Het verbod op verkoop met verlies
Artikel 101 §1 Wet Marktpraktijken verbiedt het aan iedere onderneming om goederen met verlies te koop aan te bieden of te verkopen. Een verkoop met verlies is iedere verkoop die niet geschiedt aan een prijs die minstens gelijk is aan de prijs waartegen de onderneming het goed heeft gekocht of aan de eventuele herbevoorradingsprijs, weliswaar na aftrek van eventueel toegekende en definitief verworven kortingen. Er wordt daarbij geen rekening gehouden met kortingen die al dan niet uitsluitend worden toegekend in ruil voor verbintenissen van de onderneming andere dan de aankoop van goederen. Op het principiële verbod bestaan een aantal uitzonderingen die vervat zijn in artikel 102 Wet Marktpraktijken.

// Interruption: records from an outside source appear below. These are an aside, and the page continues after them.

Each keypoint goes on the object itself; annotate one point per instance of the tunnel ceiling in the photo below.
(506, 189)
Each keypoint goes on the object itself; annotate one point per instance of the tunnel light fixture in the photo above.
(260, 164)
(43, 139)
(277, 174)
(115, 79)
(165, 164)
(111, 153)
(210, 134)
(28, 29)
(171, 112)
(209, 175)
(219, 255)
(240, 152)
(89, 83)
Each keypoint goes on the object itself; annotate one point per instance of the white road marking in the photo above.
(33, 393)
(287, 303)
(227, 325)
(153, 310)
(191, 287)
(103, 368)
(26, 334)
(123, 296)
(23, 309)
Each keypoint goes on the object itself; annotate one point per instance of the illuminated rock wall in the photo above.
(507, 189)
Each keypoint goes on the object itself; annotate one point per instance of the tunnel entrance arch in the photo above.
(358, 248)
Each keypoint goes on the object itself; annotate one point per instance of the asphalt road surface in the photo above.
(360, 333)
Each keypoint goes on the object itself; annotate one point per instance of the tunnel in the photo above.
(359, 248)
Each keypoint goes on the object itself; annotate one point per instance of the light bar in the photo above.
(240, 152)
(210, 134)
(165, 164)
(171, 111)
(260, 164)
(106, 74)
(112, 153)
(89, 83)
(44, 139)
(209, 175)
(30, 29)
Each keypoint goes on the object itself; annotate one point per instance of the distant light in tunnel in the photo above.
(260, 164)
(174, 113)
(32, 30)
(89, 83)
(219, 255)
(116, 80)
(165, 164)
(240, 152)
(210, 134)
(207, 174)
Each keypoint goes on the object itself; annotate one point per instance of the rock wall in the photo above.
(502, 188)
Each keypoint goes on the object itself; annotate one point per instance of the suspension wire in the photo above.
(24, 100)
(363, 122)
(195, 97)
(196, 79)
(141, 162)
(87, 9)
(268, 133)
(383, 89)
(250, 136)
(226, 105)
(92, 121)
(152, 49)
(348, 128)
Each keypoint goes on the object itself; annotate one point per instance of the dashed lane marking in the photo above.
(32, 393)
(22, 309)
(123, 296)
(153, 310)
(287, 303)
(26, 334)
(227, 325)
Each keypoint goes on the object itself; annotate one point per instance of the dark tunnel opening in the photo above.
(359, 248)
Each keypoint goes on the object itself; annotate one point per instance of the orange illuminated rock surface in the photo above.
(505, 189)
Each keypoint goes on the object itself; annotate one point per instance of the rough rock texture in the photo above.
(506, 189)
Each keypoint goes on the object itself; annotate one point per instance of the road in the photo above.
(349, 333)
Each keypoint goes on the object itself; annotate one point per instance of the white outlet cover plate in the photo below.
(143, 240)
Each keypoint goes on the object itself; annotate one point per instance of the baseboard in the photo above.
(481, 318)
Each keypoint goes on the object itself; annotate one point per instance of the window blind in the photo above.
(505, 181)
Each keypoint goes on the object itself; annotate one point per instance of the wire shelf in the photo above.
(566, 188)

De beschikking van het Hof van Justitie inzake het verbod op verkoop met verlies
Het Hof van Justitie werd een prejudiciële vraag gesteld door de (voorzitter van de) rechtbank van koophandel te Gent en in de vraagstelling oordeelde de rechter al dat artikel 101 van de Wet Marktpraktijken onder meer de consumentenbelangen beoogt te beschermen. De vraag van de Belgische rechter was dan ook of artikel 101, gelet op dit oogmerk, strijdig is met de richtlijn oneerlijke handelspraktijken waar het de verkoop met verlies verbiedt ‘terwijl deze richtlijn dergelijke verkooppraktijk schijnbaar niet verbiedt en de Belgische wet mogelijk strenger is dan wat deze richtlijn voorziet en wat verboden is door artikel 4 van deze richtlijn’ (formulering van het Hof van Justitie).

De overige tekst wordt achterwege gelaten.